Director: Niki Caro (Whale Rider)
Starring: Liu Yifei, Gong Li, Jet Li, Jason Scott Lee.
SLIM & I (PG)
In the minds of many, a documentary chronicling the life and times of the late Australian country-and-western icon Slim Dusty probably shapes as a well-meaning, but ultimately dull experience. For anyone who doesn't dig country music, the default setting for Slim & I will be downgraded to a "steer well clear".
Well, those folks will be making a mistake giving this fine film a wide berth, as there's much, much more to it than first meets the eye.
The principal reason why is the belated and thoroughly deserving recognition for someone who didn't just make a star out of Slim Dusty, but made a man of him too. That someone is Joy McKean. This remarkable woman was not just the wife of the knockabout fella synonymous with hits such as Pub With No Beer and Duncan.
McKean was also Slim's manager, mentor, muse and most vital collaborator on every single aspect of a long, unprecedented and rewarding career in the spotlight.
Though a highly talented performer and songwriter herself, Joy selflessly saved her best for her husband's pursuit of a lifelong dream. As the documentary shows repeatedly, these were not acts of obligation, but acts of love.

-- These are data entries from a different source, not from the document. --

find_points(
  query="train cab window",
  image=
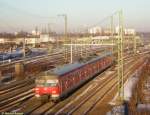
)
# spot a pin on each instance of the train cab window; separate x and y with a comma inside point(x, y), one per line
point(40, 83)
point(51, 83)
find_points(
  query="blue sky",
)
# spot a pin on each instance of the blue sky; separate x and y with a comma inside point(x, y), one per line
point(26, 14)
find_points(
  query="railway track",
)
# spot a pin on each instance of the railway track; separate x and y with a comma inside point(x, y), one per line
point(85, 103)
point(50, 108)
point(12, 94)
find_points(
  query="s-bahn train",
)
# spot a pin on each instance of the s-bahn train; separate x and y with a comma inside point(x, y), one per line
point(59, 82)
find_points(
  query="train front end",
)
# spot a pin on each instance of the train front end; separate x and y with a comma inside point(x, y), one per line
point(47, 86)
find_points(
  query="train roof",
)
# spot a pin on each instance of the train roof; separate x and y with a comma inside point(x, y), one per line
point(59, 71)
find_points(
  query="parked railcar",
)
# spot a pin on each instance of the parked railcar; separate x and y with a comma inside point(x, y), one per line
point(59, 82)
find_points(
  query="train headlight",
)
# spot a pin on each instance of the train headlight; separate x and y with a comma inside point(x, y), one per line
point(45, 89)
point(54, 91)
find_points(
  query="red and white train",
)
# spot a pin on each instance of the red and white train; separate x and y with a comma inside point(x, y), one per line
point(59, 82)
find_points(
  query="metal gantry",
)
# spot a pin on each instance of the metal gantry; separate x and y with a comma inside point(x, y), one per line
point(120, 70)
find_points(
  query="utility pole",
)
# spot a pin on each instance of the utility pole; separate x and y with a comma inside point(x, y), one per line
point(135, 45)
point(71, 53)
point(24, 47)
point(66, 26)
point(120, 59)
point(112, 32)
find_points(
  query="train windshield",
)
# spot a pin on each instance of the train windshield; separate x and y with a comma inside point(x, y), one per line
point(51, 83)
point(40, 83)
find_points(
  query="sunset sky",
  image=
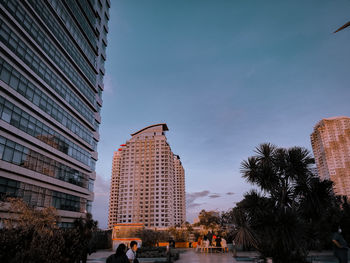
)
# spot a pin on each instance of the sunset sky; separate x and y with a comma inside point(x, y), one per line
point(225, 76)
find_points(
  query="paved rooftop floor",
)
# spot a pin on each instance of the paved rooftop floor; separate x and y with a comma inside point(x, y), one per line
point(190, 256)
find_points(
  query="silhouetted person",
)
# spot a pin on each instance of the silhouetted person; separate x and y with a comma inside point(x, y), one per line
point(131, 254)
point(340, 246)
point(119, 256)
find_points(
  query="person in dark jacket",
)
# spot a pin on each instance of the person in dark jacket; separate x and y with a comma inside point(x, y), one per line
point(340, 246)
point(119, 256)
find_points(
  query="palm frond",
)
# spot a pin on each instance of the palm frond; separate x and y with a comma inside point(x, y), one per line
point(342, 27)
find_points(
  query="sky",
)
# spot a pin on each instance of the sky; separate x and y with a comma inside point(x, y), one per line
point(225, 76)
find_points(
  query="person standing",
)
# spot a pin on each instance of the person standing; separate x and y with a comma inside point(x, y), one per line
point(223, 245)
point(119, 256)
point(234, 249)
point(131, 254)
point(340, 246)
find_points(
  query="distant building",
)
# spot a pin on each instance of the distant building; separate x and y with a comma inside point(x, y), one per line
point(148, 181)
point(331, 146)
point(179, 192)
point(51, 81)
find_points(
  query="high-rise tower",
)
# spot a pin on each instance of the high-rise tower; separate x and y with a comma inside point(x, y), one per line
point(52, 58)
point(331, 146)
point(146, 177)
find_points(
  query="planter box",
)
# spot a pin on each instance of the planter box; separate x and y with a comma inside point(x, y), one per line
point(163, 244)
point(182, 244)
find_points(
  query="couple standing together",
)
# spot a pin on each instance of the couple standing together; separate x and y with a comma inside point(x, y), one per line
point(123, 256)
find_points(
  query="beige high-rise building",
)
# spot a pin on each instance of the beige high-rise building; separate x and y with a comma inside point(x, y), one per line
point(179, 192)
point(331, 146)
point(145, 184)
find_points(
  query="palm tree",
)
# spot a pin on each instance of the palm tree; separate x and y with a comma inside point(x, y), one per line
point(280, 216)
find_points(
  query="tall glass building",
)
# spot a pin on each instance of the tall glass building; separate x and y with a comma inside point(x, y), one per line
point(52, 57)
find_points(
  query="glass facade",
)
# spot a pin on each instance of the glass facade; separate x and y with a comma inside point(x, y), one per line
point(41, 197)
point(51, 76)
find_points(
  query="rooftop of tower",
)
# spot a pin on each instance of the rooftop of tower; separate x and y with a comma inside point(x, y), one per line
point(163, 125)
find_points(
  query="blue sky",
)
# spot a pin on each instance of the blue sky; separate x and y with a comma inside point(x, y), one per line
point(225, 76)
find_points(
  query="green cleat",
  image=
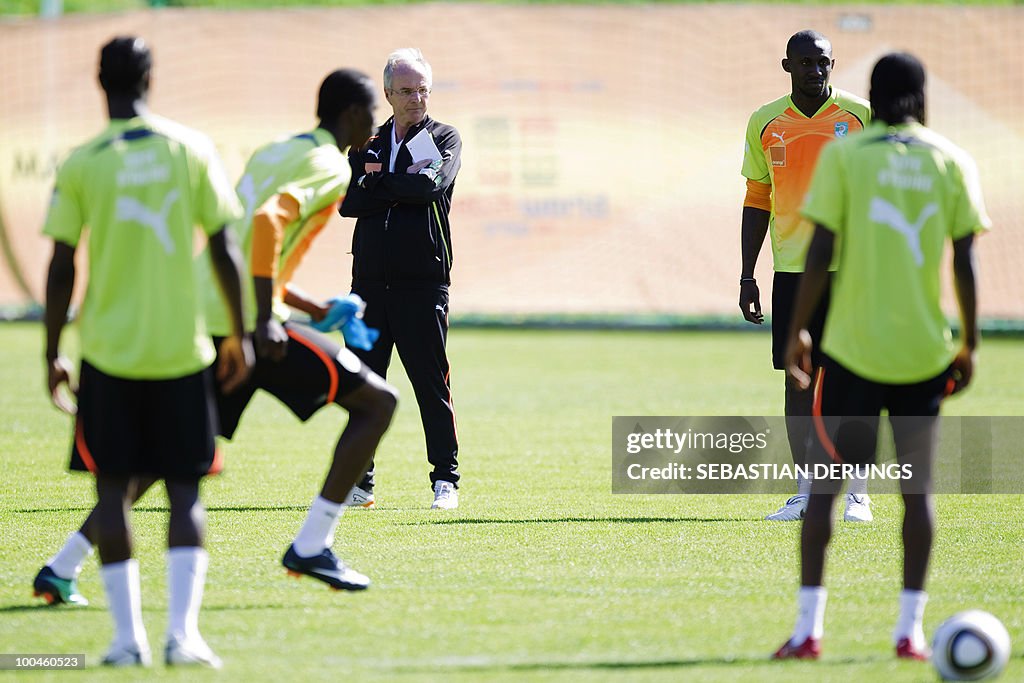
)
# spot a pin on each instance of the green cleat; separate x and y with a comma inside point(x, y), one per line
point(55, 590)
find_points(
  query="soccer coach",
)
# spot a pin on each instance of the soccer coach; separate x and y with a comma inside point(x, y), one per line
point(401, 255)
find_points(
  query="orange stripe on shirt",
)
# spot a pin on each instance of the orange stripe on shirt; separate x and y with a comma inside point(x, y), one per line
point(293, 258)
point(331, 370)
point(83, 449)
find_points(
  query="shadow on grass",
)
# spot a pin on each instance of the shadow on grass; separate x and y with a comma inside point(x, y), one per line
point(164, 508)
point(499, 667)
point(600, 520)
point(44, 608)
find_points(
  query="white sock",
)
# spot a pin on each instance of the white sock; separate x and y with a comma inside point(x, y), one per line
point(911, 616)
point(811, 621)
point(68, 562)
point(185, 579)
point(803, 485)
point(124, 596)
point(858, 482)
point(317, 531)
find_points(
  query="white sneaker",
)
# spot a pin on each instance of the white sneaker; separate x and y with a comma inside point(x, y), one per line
point(358, 498)
point(445, 496)
point(792, 511)
point(128, 655)
point(858, 508)
point(193, 652)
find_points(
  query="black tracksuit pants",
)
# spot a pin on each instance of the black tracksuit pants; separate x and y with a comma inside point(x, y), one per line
point(415, 322)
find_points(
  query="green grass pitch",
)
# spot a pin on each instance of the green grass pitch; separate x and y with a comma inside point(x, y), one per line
point(542, 574)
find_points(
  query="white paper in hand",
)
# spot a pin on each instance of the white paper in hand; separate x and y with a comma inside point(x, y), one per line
point(422, 146)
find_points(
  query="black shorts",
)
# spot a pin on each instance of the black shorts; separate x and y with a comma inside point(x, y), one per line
point(161, 428)
point(783, 300)
point(314, 372)
point(847, 409)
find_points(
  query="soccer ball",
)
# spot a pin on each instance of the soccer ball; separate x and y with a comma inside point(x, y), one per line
point(970, 645)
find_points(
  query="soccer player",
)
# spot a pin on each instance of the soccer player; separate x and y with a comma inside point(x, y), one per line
point(783, 139)
point(144, 401)
point(887, 200)
point(289, 189)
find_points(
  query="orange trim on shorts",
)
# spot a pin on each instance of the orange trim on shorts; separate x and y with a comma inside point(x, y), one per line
point(819, 424)
point(217, 466)
point(83, 449)
point(331, 370)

An endearing and straight-shooting interviewee, Joy is joined by family, friends and a Who's Who of Australian music to give the singular life she shared with Slim Dusty the rich and definitive context it warrants.
Slim & I is now showing in selected cinemas (excluding Victoria).
Slim & I (PG)
Director: Kriv Stenders (Brock: Over the Top)
Starring: Joy McKean, Missy Higgins, Troy Cassar-Daley, Paul Kelly, Keith Urban.